The Federal Open Market Committee, the Fed's policy-setting arm, meets tomorrow and Wednesday, and is scheduled to announce its decision on rates at the close of the meeting on the second day.
The Fed moves interest rates down to stimulate the economy, as was the case during the recession at the beginning of this decade, or up to curtail spending and fend off inflation, as was the case in the mid-1990s.
"Inflation is perking up gradually," Kugel said, and wages appear to be rising as well after years of stagnation.
That is a recipe for the Fed to start cooking.
Rising interest rates typically are no friend of stocks, and can be toxic for bond prices.
Businesses find it more expensive to borrow for expansion. When rates get high enough, consumers cut back on borrowing, and that crimps the demand for goods and services, further hurting companies.
But some who observe investor behavior said higher interest rates are factored into stock prices, meaning no turmoil is likely in the exchanges this week.

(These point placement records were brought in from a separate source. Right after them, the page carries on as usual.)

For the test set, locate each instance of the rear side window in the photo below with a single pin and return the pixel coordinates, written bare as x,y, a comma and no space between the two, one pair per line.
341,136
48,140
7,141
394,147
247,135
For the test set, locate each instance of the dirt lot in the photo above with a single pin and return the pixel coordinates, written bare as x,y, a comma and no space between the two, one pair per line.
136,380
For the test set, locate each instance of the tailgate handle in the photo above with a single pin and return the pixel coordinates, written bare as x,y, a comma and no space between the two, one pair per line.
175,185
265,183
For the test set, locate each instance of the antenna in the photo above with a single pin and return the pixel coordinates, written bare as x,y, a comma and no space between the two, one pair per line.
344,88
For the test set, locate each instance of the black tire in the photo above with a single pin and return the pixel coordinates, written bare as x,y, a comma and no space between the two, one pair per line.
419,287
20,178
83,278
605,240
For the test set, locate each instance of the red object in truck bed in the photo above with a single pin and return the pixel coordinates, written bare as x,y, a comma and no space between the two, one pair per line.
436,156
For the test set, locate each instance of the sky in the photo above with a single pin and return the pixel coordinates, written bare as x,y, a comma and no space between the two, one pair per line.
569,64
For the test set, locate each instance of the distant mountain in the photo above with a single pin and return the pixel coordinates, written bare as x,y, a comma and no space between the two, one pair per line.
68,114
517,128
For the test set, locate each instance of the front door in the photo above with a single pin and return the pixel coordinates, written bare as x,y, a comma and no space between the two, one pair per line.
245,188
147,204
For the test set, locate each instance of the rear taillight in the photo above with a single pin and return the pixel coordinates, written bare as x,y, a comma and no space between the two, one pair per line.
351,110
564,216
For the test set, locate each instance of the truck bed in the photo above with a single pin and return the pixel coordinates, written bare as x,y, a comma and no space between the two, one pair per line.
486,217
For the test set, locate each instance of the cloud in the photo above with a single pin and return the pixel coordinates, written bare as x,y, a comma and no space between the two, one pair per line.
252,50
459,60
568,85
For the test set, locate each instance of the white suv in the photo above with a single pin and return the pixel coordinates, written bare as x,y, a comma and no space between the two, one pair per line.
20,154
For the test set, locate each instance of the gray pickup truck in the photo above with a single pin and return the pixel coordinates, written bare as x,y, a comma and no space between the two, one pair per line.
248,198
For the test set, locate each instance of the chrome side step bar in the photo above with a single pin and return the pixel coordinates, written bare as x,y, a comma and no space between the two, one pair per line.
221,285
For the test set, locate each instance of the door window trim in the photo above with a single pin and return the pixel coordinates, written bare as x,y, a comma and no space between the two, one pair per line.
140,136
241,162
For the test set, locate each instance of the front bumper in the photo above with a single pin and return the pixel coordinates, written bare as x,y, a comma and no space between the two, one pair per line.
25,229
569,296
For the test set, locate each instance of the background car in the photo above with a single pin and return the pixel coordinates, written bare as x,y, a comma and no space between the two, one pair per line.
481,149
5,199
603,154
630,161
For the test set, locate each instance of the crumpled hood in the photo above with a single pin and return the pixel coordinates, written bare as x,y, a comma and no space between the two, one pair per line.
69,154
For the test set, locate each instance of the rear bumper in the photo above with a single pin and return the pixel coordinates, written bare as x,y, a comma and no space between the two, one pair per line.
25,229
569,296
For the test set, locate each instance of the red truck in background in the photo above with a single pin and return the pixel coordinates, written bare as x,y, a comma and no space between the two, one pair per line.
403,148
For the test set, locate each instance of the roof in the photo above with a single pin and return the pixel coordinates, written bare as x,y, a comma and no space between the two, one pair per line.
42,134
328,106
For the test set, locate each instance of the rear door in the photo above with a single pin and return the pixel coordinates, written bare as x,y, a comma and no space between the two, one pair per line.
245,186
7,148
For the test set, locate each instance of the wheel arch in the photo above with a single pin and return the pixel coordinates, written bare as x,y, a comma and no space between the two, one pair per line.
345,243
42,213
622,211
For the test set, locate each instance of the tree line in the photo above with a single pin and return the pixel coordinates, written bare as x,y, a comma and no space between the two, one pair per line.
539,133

"This has been priced into the market for more than a month," said William Hummer, chief economist with Wayne Hummer Investments. "I think the market has discounted" a rate increase.
In the studiously dry idiom of government economists, the Fed issues a brief statement after every meeting. The statement is closely parsed by analysts to see how the Fed views the future.
Hummer said he expects a bit of reassurance from the Fed. The statement "will play down any imminent inflation threat," he said.
Bond prices move inversely to interest rates, meaning their current value tends to go down when rates go up. In other words, bond investors get beat up when interest rates increase.
But Hummer says bond prices already reflect higher interest rates, and much of the damage to value has been done.
"I think the bond market will retain its equilibrium," he said.
He said bond prices might even rise a bit in a relief rally, if the Fed raises interest rates just 0.25 percent.
Economic reports due out this week include Chicago-area and national manufacturing on Wednesday and Thursday, respectively, but the one likely to draw the most interest is the jobs report for June, scheduled to be released Friday.
Economists don't expect much change. A Bloomberg survey of 20 economists turned up an average forecast that the unemployment rate will remain at 5.6 percent.
"It's a 99 percent probability they will raise rates," said Al Kugel, chief investment strategist with Stein Roe Investment Counsel. He, like most other Fed observers, is expecting an increase to 1.25 percent from 1 percent, a 46-year low.